Strategies for high-temperature methyl iodide capture in azolate-based metal-organic frameworks

Efficiently capturing radioactive methyl iodide (CH₃I), present at low concentrations in the high-temperature off-gas of nuclear facilities, poses a significant challenge. Here we present two strategies for CH₃I adsorption at elevated temperatures using a unified azolate-based metal-organic framework, MFU-4l. The primary strategy leverages counter anions in MFU-4l as nucleophiles, engaging in metathesis reactions with CH₃I. The results uncover a direct positive correlation between CH₃I breakthrough uptakes and the nucleophilicity of the counter anions.

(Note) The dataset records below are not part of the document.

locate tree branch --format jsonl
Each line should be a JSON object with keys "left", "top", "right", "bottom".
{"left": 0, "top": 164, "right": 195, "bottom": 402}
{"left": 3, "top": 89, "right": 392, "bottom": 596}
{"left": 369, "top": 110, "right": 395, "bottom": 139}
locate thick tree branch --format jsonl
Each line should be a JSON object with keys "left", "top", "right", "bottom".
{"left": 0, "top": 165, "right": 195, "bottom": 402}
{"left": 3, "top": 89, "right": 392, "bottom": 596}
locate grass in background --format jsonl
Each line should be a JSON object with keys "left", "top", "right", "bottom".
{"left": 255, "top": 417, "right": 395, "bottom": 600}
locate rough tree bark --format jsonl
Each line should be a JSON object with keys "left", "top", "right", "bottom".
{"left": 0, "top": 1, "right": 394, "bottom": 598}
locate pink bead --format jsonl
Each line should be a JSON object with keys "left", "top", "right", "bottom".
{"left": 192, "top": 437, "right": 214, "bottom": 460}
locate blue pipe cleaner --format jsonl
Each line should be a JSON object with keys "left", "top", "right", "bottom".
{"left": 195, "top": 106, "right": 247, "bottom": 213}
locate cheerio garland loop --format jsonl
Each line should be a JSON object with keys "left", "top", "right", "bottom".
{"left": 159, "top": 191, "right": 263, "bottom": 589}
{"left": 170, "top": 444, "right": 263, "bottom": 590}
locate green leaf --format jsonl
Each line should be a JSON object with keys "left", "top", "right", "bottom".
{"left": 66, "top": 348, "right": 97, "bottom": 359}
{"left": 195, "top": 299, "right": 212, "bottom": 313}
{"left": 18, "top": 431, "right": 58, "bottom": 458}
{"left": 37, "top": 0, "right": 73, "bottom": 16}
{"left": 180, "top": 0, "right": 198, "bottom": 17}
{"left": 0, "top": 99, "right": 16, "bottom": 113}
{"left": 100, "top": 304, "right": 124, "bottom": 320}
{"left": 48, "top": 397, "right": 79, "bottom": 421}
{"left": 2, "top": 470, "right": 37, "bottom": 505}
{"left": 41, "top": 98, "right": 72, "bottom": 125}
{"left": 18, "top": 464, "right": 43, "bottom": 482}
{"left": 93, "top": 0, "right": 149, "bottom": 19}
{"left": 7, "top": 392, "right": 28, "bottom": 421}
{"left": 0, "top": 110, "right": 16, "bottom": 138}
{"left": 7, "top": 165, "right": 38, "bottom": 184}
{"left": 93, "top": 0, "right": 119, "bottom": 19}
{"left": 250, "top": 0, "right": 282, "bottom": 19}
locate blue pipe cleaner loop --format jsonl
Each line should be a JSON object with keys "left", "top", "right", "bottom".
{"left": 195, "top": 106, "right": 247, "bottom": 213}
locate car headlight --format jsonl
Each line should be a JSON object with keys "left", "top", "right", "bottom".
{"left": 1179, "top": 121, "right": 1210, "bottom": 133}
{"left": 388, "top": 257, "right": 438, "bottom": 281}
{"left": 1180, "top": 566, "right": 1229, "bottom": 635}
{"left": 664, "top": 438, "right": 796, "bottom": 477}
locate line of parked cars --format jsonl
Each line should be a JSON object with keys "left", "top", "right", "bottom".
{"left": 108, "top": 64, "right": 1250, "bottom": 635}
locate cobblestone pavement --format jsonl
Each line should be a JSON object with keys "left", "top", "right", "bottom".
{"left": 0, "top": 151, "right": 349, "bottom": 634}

Notably, the optimal variant featuring SCN^- as the counter anion achieves a CH₃I capacity of 0.41 g g⁻¹ at 150 °C under 0.01 bar, surpassing all previously reported adsorbents evaluated under identical conditions. Moreover, this capacity can be easily restored through ion exchange. The secondary strategy incorporates coordinatively unsaturated Cu(I) sites into MFU-4l, enabling non-dissociative chemisorption for CH₃I at 150 °C. This modified adsorbent outperforms traditional materials and can be regenerated with polar organic solvents. Beyond achieving a high CH₃I adsorption capacity, our study offers profound insights into CH₃I capture strategies viable for practically relevant high-temperature scenarios.